Este artigo tem mais de um ano
O que está em causa?
Diz-se nas redes sociais que em 2006, quando José Sócrates era ainda primeiro-ministro, António Costa acabou com os "4000 guardas-florestais" que existiam em Portugal, "deixando as pessoas e bens no interior rural agroflorestal ao dispor dos ladrões e dos terroristas incendiários". Mas sendo verdade que Costa, enquanto ministro da Administração Interna, assinou o decreto-lei que pôs fim a este cargo, é falso que fossem quatro mil os profissionais desta área.

“Porque acabou António Costa em 2006 com a guarda florestal (4000), deixando as pessoas e bens no interior rural agroflorestal ao dispor dos ladrões e dos terroristas incendiários?”, questiona publicação de 31 de maio, difundida no Facebook.

decreto-lei nº22/2006, visto e aprovado em reunião de Conselho de Ministros no dia 22 de dezembro de 2005 e promulgado no dia 23 de janeiro de 2005 pelo então Presidente da República, Jorge Sampaio, começou a produzir efeitos a partir do dia 1 de janeiro de 2006.

Mas foi assinado por António Costa?

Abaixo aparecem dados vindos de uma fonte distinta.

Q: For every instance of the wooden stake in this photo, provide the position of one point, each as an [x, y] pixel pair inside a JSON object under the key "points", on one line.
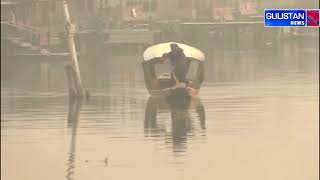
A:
{"points": [[72, 49]]}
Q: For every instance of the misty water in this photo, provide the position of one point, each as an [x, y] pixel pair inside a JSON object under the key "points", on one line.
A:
{"points": [[256, 118]]}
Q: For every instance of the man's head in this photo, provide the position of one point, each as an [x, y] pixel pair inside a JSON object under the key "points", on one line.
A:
{"points": [[174, 47]]}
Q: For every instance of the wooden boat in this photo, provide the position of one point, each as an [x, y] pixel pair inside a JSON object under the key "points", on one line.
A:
{"points": [[159, 78]]}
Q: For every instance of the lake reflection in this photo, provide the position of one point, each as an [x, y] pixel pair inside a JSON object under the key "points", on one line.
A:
{"points": [[182, 121], [256, 118]]}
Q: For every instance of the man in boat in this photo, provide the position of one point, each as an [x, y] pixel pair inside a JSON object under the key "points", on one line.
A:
{"points": [[178, 61]]}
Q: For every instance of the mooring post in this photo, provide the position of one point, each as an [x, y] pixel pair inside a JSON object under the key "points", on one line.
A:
{"points": [[72, 49]]}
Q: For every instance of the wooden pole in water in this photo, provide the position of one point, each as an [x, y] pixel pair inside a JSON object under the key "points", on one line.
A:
{"points": [[72, 49]]}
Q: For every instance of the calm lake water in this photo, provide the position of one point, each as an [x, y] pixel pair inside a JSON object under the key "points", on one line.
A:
{"points": [[256, 118]]}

E acabou com a carreira de quatro mil guardas florestais?

A resposta é diferente para as duas perguntas. Desde logo, e tal como o Ministério da Administração Interna (MAI) já confirmou ao Polígrafo, não é verdade que fossem quatro mil os guardas-florestais em Portugal:

Uma pesquisa por estes valores leva-nos até ao quadro sistemático do Regulamento para a Execução do Regime Florestal conforme o decreto de 24 de dezembro de 1901, que aprovou a criação formal de um corpo de guardas-florestais e, por conseguinte, a organização dos serviços agrícolas e dos quadros do pessoal técnico dos mesmos serviços. Neste quadro é publicada a lei n.º 1971, de 15 de junho de 1938 – “Lei do povoamento florestal” – que sujeitou especificamente determinados baldios ao regime florestal.

O mapa n.º 7 anexo ao diploma, estabelecendo o “Plano de arborização por quinquénios – 1939 a 1968”, dos baldios a norte do Tejo (serras), previa a construção de um total de 940 casas de guarda nos quatro primeiros intervalos de cinco anos, de 140 casas de vigia e ainda a admissão de 877 guardas, pertencentes ao pessoal técnico dos quadros em que estão também incluídos 28 administradores e 120 mestres.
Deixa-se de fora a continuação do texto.